Ага, я, почему такой вредный был, потому, что у меня велосипеда не было.
— А куда делись все жрицы? — спросила я.
— Мы не помним — вздохнул Петя — Молодые были. Огонь был. Смертью пахло. Потом темнота. И мы здесь оказались. Никому не нужны. Солнцем не пахнет.
Понятно, гарпии мои, наверно, остатки погибшей цивилизации. Бедные мальчики, вот так, не спросясь, вырвали их из привычного мира, и бросили. Прямо, как меня. Уродский мир, который не ценит своего наследия, ведь мои гарпии удивительны и прекрасны. Идиоты благородные, так бездарно профукать классную магическую сигнализацию, и бросить ее, не знамо куда, верх глупости.
— Так, ладно. Слушайте мой наказ, охраняйте территорию, и не допускайте магических дуэлей.

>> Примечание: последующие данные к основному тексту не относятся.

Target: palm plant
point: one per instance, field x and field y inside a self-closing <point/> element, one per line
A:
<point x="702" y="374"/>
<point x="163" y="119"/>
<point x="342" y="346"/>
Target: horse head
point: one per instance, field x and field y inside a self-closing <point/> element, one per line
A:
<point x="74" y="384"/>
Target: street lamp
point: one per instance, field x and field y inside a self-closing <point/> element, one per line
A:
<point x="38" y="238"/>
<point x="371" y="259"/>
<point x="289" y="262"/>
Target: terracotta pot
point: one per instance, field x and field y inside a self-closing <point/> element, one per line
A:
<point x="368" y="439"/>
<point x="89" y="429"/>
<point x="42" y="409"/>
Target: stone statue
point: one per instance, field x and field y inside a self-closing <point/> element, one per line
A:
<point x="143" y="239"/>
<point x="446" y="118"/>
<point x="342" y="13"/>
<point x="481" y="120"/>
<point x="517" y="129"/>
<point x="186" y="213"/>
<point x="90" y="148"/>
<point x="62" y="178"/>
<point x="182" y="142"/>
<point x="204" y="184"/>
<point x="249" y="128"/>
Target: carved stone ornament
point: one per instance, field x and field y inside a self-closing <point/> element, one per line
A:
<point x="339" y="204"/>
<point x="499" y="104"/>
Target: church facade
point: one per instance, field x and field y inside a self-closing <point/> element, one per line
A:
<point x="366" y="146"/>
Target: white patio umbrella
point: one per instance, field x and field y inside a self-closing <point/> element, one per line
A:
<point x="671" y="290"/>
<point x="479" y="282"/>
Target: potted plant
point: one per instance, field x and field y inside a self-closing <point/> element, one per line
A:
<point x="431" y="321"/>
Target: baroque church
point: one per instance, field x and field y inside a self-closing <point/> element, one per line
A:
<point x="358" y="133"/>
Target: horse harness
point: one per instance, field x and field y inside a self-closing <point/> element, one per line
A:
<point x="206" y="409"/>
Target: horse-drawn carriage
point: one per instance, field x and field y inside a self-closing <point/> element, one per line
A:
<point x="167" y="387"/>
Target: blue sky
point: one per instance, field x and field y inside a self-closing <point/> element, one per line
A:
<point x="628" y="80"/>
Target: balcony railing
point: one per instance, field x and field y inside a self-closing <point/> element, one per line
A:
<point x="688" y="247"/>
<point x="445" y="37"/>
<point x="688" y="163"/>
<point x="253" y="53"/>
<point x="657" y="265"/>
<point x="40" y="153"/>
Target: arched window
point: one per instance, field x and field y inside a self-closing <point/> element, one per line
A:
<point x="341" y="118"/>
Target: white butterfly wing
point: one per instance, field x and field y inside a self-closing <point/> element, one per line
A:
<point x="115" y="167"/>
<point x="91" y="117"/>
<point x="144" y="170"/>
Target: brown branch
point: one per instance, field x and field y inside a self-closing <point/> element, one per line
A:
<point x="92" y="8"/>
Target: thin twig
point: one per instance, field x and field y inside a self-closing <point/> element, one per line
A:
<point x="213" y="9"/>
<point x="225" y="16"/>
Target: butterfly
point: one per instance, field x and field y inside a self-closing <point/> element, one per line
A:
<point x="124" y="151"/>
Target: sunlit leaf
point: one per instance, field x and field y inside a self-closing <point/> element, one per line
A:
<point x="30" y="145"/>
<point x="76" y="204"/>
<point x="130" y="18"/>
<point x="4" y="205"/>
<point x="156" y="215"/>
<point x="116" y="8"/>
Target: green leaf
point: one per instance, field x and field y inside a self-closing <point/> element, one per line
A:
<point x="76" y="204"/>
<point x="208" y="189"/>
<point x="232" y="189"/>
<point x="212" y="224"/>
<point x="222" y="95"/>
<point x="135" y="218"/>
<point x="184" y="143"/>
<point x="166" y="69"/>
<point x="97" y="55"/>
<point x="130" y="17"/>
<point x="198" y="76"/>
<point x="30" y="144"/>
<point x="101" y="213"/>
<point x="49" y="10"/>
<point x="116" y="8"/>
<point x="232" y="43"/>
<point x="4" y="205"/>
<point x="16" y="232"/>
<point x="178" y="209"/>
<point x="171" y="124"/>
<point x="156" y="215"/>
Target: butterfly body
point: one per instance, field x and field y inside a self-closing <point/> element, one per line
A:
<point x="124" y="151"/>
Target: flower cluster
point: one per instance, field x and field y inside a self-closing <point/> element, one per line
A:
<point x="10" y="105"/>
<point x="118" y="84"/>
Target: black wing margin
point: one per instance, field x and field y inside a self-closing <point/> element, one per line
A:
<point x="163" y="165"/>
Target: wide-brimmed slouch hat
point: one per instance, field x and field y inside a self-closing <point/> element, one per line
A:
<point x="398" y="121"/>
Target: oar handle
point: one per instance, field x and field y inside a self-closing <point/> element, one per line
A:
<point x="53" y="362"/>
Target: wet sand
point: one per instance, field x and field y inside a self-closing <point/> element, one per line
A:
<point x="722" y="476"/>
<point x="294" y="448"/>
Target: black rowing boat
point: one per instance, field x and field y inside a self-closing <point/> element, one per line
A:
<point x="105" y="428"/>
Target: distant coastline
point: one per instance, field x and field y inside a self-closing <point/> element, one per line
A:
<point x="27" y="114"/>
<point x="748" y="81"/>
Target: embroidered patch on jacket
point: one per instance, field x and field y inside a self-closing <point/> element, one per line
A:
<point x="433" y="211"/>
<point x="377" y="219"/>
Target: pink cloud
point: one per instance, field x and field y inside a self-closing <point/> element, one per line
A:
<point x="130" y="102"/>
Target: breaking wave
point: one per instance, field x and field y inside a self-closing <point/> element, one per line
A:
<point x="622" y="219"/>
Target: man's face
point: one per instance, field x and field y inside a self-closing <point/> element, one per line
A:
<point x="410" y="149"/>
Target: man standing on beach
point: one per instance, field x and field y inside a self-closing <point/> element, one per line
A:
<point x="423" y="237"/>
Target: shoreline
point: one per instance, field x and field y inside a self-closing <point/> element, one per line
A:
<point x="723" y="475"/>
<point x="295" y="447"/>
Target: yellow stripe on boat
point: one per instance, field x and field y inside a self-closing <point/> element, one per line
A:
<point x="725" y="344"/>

Нечего, чтобы дети по собственной глупости гибли штабелями.
— Слушаюсь, маяри — поклонился мне Вася, я поцеловала льва в макушку, каменный мрамор порозовел, умилительно.
Вася аккуратненько пнул оборотня, Коллан взвизгнул и перевернулся в воздухе, превращаясь в здорового волка, забавное зрелище. Он вроде стал комком из искр, а на землю приземлился красивым волчарой. Эх, жаль, что как человек — он та еще тварь, а то б я влюбилась.
— Слышь, ты, волчонок, двигайся. Ты чего такой вялый? Мне тебя еще до рассвета гонять — взбодрил Коллана Вася. Оборотень от перспективы забега сильно впечатлился, а затем с противным воем, то и дело, оглядываясь на меня осуждающе, умчался в парковые дали. Вася, игриво устремился за ним.
— А ты не боишься, что оборотень разболтает? Жрицы, обычно скрывают положение
— Не, — отмахнулась я — он не понимает древнерихарский. Петь, будь, другом вези домой. Устала я.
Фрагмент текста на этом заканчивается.